En ouverture, un dancing de N’Djamena balayé par les spots de couleurs, alors que quelques hommes et femmes encouragent et stimulent l’extraordinaire prestation d’un danseur de breaking qui se contorsionne. C’est Grigris (Souleymane Démé), le handicapé à la patte folle qui, soir après soir, danse pour (sur)vivre, mais ses numéros ne suffiront bientôt plus, car son beau-père est hospitalisé et la facture d’hôpital…  Aide-photographe, il rencontre la très belle métisse Mimi (Anaïs Monory) qui n’a trouvé que son corps pour survivre elle aussi. Devant trouver plus d’argent, Grigris va rejoindre Moussa (Cyril Gueï), un caïd local qui l’intègre dans l’une de ses équipes de trafiquants d’essence. Mais Grigris essaiera de les doubler, déclenchant une vengeance qui ne pourrait qu’avoir la mort pour terme si la fuite…
Mahamat-Saleh Haroun filme, comme dans Daratt - Saison sèche  (2006, CF 543) et Un homme qui crie (2010, CF 615), une Afrique qui n’a heureusement rien à voir avec les dépliants touristiques. Il n’invite pas à déambuler dans les beaux quartiers ou les marchés colorés; il fait au contraire pénétrer au cœur d’une nuit épaisse, où s’organisent la prostitution et les trafics louches. Il serre les corps, les visages, les yeux au plus près, pour éviter de tout faire passer par la parole tant il préfère suggérer, en comptant sur l’intelligence de son spectateur, et la bande-son se signale par la même retenue, hormis pour quelques compositions de Wasis Diop.
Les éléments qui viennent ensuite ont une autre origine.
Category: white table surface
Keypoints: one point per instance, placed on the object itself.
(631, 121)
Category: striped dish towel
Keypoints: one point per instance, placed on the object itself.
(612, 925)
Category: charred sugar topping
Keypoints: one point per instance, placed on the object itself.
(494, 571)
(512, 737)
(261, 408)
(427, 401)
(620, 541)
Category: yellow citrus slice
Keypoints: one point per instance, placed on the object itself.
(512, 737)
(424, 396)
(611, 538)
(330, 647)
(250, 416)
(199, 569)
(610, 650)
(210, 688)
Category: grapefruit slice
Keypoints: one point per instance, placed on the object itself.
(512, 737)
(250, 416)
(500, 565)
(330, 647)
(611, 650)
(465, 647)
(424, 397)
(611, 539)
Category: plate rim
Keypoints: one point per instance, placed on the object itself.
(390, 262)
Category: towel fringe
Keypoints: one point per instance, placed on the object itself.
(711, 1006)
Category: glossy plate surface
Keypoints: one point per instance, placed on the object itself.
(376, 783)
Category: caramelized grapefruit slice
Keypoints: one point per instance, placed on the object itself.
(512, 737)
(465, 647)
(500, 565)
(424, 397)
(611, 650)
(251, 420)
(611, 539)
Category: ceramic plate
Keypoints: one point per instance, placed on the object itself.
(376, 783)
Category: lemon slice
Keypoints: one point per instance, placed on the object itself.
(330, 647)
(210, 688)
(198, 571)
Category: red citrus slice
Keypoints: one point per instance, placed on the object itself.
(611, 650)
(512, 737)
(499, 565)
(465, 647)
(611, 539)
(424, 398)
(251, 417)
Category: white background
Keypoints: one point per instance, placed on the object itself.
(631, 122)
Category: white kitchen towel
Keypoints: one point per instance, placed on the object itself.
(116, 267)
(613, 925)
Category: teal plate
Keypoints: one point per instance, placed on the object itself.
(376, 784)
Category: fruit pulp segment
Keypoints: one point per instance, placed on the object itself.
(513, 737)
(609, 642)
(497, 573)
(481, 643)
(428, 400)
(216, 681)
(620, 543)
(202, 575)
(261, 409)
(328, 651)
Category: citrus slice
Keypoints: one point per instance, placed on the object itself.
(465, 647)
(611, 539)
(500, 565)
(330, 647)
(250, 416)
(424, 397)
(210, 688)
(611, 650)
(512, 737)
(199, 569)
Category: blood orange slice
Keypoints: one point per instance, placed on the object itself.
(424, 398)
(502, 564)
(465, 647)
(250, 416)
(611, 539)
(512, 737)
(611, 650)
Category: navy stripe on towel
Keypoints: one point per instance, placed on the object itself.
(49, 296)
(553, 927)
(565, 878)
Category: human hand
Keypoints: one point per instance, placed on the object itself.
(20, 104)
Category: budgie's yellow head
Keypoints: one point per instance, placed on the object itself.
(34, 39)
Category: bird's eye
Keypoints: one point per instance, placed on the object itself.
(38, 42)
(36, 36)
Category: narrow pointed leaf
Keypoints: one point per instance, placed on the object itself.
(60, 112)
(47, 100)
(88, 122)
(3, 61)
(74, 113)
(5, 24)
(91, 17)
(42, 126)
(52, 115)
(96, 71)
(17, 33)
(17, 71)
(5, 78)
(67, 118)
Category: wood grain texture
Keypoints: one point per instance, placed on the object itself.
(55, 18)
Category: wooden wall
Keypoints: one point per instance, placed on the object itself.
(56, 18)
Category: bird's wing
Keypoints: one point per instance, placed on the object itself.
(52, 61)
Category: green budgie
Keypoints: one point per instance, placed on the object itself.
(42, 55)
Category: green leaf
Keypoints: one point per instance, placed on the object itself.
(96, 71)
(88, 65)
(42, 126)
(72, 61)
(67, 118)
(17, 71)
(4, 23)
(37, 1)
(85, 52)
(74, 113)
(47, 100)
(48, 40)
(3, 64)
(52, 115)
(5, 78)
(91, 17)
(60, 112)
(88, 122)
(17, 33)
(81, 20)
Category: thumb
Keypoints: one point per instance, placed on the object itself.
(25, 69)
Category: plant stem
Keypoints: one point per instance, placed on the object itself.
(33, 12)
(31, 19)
Ainsi, la violence du propos global, les déchirures dont souffre l’Afrique se perçoivent-elles sans être montrées, ou si peu: les gestes de haine ou d’amour sont esquissés, mais leur force n’est pas moindre pour autant.
Au-delà de Grigris et de Mimi, divers personnages complètent la métaphore de l’Afrique que propose ce faux polar au rythme lent, ou chaque plan est indispensable et à grande distance des formatages habituels. Ainsi le vieux qui se meurt traduit-il la difficulté de la transmission, la femme réduite à sa beauté rappelle-t-elle le risque du machisme, le trafic qui tout à la fois s’impose pour s’en sortir et enlise, le village versus la ville, etc. Et puis, il y a le couple improbable, Mimi-Grigris, que l’on n’oubliera pas de sitôt, alors même qu’il n’a rien à voir avec les couples classiques du septième art. Interprétés avec force par l’étonnant Souleymane Démé, danseur handicapé autour duquel le réalisateur a construit son scénario, et par la fragile et magnifique Anaïs Monory, ces deux «petits» retiennent l’attention, ouvrent l’avenir, et cette piste-là, peu fréquentée, mérite d’être suivie…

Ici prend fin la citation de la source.